Simulated dust motes danced in simulated sunlight as Shazz made yet another
of her occasional attempts to clear up the mess in the H2G2 Post Office. I'm
not surprised this is a virtual environment, she thought, it's virtually
uninhabitable for one thing.
Thrusting another half-dozen empty doughnut cartons into an already
overflowing bin she paused to light her pipe. Rich, aromatic green fumes added
to the already murky office atmosphere and a languid moment was only disturbed
by a salvo of liquid barking noises as Shazz nearly coughed up a lung.

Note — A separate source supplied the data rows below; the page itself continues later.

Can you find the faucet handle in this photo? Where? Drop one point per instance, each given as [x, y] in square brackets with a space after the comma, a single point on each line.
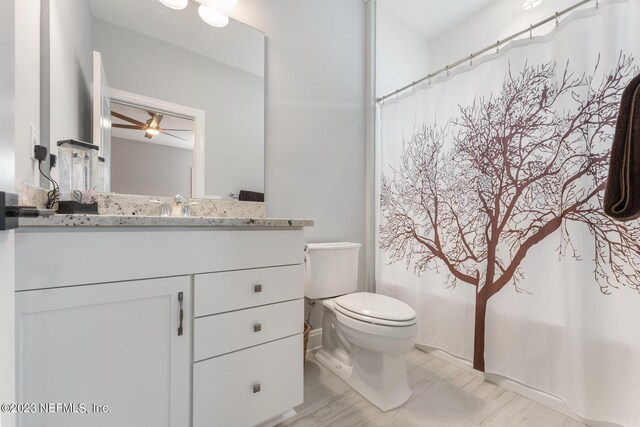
[187, 208]
[164, 211]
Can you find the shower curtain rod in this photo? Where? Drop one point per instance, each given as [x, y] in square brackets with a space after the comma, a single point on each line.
[496, 45]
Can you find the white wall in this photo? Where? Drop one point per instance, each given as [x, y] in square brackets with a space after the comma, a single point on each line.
[315, 113]
[7, 173]
[401, 52]
[501, 19]
[403, 55]
[27, 108]
[71, 72]
[232, 98]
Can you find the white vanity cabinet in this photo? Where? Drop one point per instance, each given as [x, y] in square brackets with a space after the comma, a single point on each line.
[98, 312]
[118, 351]
[248, 359]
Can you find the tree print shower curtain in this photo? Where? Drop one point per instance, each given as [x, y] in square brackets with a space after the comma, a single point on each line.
[490, 219]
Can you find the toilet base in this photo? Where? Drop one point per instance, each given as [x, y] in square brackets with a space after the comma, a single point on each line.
[379, 378]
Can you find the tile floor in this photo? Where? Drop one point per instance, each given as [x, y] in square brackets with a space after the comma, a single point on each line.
[443, 395]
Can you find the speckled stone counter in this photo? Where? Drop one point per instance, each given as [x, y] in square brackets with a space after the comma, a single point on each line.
[158, 221]
[125, 204]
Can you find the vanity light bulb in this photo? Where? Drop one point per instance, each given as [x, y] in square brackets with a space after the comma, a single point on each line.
[220, 4]
[212, 16]
[175, 4]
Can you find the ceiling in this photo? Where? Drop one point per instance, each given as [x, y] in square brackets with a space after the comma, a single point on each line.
[432, 17]
[236, 44]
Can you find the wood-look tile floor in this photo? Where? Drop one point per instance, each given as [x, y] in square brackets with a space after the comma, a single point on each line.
[443, 395]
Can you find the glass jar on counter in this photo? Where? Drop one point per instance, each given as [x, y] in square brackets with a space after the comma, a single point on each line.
[78, 162]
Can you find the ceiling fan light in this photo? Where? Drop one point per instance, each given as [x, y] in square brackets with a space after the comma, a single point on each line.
[175, 4]
[212, 16]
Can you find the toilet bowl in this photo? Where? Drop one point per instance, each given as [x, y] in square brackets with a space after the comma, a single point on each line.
[365, 336]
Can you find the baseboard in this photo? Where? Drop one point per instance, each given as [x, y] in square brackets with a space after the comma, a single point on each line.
[541, 397]
[315, 340]
[278, 420]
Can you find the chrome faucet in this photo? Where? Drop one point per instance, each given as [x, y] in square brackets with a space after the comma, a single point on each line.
[187, 209]
[163, 207]
[177, 209]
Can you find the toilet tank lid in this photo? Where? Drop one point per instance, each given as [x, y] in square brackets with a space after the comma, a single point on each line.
[376, 306]
[331, 246]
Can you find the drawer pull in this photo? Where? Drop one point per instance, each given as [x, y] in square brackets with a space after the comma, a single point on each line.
[180, 298]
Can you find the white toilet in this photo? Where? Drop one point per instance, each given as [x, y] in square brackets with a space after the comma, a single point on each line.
[365, 336]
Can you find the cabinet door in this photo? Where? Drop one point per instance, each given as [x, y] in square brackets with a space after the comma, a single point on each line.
[111, 350]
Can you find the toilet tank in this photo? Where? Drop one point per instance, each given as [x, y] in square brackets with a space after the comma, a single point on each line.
[331, 269]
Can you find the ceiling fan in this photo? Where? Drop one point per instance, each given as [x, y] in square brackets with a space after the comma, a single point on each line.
[151, 127]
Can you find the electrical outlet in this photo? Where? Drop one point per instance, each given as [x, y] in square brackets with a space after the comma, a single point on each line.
[34, 139]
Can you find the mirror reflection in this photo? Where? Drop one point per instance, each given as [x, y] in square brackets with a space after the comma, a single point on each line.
[173, 56]
[151, 151]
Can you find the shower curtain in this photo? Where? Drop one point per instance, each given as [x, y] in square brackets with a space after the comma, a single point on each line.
[490, 220]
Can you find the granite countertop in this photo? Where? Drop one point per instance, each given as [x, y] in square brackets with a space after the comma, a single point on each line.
[159, 221]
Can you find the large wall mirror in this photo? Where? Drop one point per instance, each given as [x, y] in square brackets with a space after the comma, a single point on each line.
[200, 87]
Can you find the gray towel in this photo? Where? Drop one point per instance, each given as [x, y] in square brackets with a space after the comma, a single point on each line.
[622, 194]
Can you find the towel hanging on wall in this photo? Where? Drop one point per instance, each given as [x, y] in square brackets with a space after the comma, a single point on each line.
[622, 194]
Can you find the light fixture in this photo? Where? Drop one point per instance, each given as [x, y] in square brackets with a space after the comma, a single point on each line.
[212, 16]
[220, 4]
[530, 4]
[175, 4]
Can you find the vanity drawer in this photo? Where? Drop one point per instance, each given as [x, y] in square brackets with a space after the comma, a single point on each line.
[224, 333]
[250, 386]
[233, 290]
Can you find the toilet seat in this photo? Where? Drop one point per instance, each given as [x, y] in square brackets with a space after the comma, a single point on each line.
[376, 309]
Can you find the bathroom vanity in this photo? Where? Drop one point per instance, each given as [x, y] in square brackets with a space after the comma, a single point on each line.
[149, 321]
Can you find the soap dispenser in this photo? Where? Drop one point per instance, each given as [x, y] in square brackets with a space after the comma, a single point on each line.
[177, 209]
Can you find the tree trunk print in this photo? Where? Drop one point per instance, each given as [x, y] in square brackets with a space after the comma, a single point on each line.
[474, 197]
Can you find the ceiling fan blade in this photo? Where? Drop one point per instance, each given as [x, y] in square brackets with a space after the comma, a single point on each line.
[127, 119]
[121, 126]
[175, 136]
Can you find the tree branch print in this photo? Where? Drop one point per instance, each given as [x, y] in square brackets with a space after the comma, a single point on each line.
[473, 198]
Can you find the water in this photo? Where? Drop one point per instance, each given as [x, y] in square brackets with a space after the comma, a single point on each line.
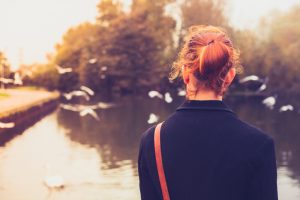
[98, 159]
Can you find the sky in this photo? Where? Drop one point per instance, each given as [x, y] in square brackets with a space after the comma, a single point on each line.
[31, 28]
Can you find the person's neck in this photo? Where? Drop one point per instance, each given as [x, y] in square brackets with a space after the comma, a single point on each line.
[205, 95]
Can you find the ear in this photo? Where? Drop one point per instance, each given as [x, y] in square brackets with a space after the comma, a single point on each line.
[230, 76]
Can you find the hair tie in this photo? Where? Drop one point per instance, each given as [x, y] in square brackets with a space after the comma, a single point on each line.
[210, 42]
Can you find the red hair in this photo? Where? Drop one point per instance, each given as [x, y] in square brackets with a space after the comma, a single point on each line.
[209, 54]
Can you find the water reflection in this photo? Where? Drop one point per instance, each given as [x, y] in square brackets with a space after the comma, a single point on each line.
[98, 159]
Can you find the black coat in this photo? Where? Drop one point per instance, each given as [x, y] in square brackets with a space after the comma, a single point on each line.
[209, 154]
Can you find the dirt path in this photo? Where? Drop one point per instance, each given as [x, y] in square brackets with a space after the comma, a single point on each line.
[19, 100]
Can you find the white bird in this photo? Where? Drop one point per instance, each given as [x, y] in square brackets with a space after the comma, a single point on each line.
[154, 93]
[17, 79]
[181, 93]
[286, 108]
[168, 97]
[249, 78]
[62, 70]
[87, 90]
[262, 87]
[77, 93]
[53, 181]
[89, 111]
[4, 125]
[269, 102]
[153, 118]
[93, 60]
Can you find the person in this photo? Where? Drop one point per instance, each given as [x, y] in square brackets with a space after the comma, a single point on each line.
[207, 152]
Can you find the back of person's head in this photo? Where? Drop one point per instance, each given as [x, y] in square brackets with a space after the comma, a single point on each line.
[208, 54]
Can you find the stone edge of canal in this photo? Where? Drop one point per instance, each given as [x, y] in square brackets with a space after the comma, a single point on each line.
[25, 116]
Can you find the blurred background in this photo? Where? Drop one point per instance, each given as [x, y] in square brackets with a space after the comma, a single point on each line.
[81, 80]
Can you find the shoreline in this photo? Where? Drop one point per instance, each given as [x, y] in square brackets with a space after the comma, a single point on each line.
[23, 108]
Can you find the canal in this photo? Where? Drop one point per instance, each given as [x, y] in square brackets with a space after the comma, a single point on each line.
[97, 160]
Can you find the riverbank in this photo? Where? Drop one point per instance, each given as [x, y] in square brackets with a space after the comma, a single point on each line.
[22, 108]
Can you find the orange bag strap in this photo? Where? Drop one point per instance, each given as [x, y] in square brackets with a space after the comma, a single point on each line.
[159, 163]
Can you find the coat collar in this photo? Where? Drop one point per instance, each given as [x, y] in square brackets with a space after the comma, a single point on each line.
[204, 105]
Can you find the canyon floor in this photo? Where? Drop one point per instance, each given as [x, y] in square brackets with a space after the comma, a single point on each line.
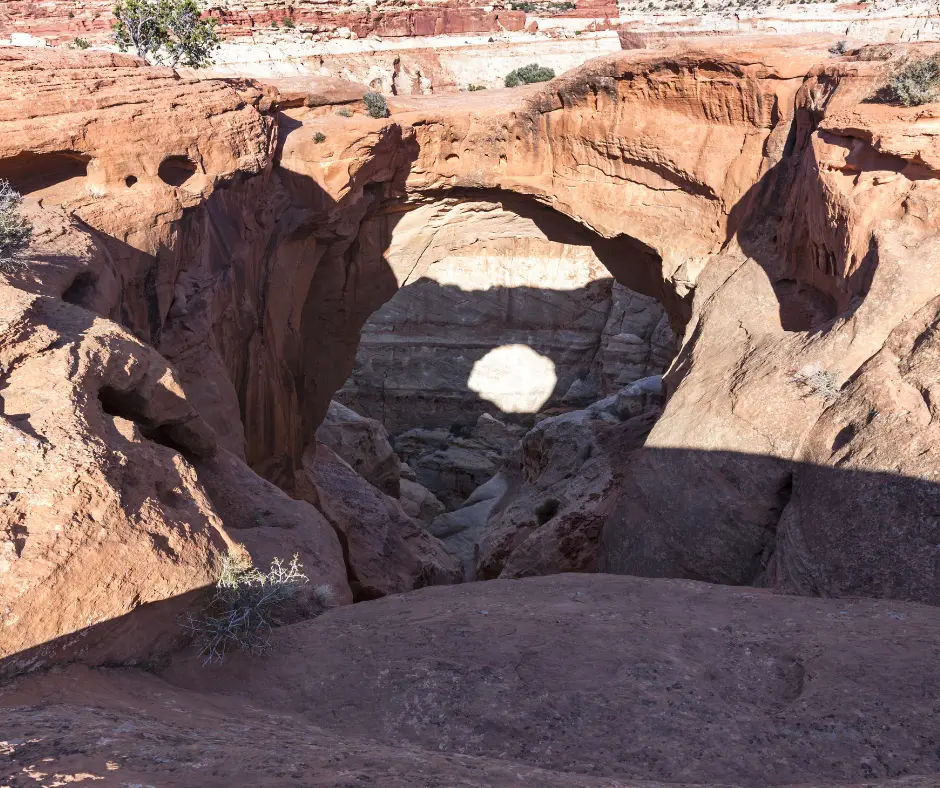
[602, 414]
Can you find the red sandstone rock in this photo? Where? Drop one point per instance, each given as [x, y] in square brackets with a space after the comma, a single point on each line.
[386, 551]
[615, 677]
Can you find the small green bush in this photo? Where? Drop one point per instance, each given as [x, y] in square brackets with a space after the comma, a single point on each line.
[839, 48]
[246, 606]
[166, 32]
[913, 82]
[817, 381]
[529, 74]
[376, 105]
[15, 230]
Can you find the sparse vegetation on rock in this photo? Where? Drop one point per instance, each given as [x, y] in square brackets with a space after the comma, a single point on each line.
[246, 606]
[376, 105]
[913, 82]
[15, 229]
[817, 381]
[529, 74]
[166, 32]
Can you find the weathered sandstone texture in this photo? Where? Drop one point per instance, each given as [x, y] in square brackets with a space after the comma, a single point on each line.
[477, 279]
[617, 678]
[574, 681]
[203, 268]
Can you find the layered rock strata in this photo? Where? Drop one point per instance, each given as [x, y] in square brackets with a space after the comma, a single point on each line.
[203, 266]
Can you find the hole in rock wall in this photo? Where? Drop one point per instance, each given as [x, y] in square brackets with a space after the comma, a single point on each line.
[499, 312]
[130, 406]
[33, 172]
[176, 170]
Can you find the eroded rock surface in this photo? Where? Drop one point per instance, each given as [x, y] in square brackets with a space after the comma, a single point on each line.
[618, 677]
[203, 267]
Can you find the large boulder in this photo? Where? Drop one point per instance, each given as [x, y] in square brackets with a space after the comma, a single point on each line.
[386, 551]
[560, 490]
[364, 444]
[617, 677]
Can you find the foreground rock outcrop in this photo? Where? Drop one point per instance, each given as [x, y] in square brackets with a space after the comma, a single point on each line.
[204, 264]
[575, 680]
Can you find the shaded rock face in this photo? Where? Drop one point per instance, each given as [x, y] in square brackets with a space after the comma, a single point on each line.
[386, 551]
[574, 681]
[616, 677]
[364, 445]
[202, 268]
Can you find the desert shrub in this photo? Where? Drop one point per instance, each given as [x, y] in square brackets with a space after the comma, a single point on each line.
[839, 48]
[913, 82]
[817, 381]
[246, 606]
[528, 74]
[167, 32]
[376, 105]
[15, 230]
[876, 52]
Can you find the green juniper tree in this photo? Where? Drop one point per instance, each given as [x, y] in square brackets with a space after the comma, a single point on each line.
[166, 32]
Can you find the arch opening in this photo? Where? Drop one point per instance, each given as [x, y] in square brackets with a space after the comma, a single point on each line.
[463, 322]
[176, 170]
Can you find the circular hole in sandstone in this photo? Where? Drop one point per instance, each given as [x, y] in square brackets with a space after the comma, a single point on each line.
[515, 378]
[176, 170]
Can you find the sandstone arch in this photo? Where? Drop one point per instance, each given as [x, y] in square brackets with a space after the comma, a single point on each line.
[755, 169]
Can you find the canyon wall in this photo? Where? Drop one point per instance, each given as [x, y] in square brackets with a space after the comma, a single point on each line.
[203, 266]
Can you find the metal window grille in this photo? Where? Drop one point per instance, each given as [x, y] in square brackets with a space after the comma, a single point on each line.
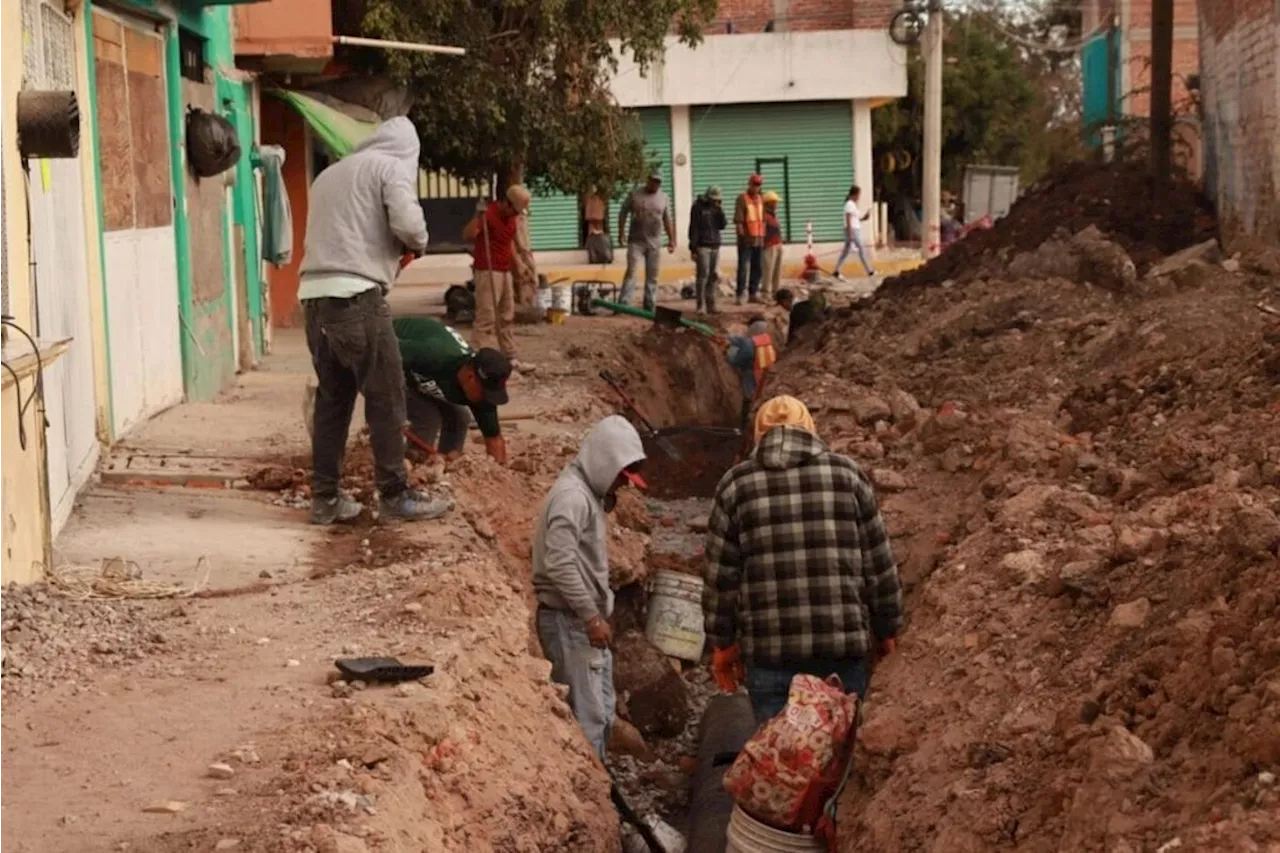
[58, 44]
[32, 62]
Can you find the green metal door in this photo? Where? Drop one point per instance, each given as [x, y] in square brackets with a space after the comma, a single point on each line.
[809, 146]
[553, 223]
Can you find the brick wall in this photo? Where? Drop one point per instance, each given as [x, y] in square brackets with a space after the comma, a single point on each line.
[1239, 95]
[752, 16]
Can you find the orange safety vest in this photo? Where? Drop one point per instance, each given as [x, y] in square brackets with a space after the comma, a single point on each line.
[766, 355]
[754, 224]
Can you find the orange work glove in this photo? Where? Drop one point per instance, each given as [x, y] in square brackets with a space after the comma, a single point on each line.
[497, 448]
[727, 667]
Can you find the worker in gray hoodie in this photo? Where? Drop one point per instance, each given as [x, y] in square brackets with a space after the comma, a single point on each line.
[571, 571]
[364, 218]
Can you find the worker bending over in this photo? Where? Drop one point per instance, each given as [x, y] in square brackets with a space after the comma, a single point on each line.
[752, 356]
[800, 578]
[447, 382]
[571, 571]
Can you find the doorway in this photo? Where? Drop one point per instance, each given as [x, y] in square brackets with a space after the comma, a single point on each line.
[777, 177]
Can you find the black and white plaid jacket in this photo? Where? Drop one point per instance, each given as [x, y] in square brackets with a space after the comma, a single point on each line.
[798, 561]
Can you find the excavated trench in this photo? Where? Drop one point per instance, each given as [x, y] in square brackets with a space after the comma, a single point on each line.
[681, 384]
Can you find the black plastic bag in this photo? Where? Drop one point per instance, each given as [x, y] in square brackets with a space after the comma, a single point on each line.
[213, 145]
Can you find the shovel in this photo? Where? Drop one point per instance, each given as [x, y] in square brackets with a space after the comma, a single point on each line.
[663, 443]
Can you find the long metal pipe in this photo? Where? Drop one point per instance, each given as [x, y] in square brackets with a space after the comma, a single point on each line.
[357, 41]
[725, 729]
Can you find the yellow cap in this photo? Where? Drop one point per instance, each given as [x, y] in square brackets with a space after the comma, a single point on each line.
[782, 411]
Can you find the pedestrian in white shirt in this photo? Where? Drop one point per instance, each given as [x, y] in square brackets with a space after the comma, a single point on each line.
[854, 219]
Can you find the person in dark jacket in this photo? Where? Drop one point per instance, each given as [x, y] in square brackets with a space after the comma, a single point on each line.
[705, 223]
[800, 578]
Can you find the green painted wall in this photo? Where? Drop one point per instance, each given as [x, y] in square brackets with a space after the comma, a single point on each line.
[816, 138]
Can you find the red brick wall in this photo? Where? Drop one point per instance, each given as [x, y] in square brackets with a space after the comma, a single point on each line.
[750, 16]
[1238, 89]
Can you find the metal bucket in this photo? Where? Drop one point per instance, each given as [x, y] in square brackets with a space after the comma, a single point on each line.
[749, 835]
[675, 623]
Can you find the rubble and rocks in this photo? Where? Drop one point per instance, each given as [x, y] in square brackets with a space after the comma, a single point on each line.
[48, 639]
[1089, 538]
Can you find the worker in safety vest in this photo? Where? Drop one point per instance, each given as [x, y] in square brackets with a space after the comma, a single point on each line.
[749, 224]
[752, 356]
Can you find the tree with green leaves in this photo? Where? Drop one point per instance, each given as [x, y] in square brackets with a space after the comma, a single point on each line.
[1010, 96]
[530, 100]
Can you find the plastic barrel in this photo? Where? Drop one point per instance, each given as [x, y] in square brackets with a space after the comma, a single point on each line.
[749, 835]
[675, 623]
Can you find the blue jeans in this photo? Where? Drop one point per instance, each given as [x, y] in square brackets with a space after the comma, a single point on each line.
[768, 685]
[707, 258]
[750, 259]
[586, 670]
[638, 254]
[854, 240]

The cleaning attempt temporarily put on hold Shazz sat down behind her
ink-stained desk and mused about the next edition. All the usual
suspects, she thought, although as usual one member of the team was
shockingly behind deadline, delaying her, inconveniencing the Towers, and
letting down the other contributors. Utterly, reprehensibly
irresponsible, Shazz thought with disgust. When I get my hands on
'Awix!' she said, cranking a saintly smile onto her face as a familiar
figure shambled in through the virtual door. There was no mistaking the pallid
hairless dome, the rolls of fat, or the terrible dress-sense. 'I was hoping
you'd pop in today.'
'Uh, well, erm,' Awix responded with a confused smile. He stepped aside to
let his slim and lovely girlfriend Lisa follow him into the office. 'Got the,
uhr, stuff if you still need it.'
'Great. Hi Lisa,' Shazz smiled. 'Wow, that dress looks great on you!'
'Thanks, it's Italian.' Lisa and Shazz did that French air-kissing thing -
Shazz could tell Awix was watching and thinking about Tatu from the gawping
lasciviousness of his expression. 'So, what have you got for us this week?'
'Um, right.' Awix fished about in his pockets. 'Freshly edited episode of
168, same again for The Edge... oh, and we were thinking about
doing another TV review thing.'
That'll play well with readers from outside the UK, thought Shazz in
near-despair. 'And what about one of your film reviews? That's the really
popular thing you do!' Though God alone knows why…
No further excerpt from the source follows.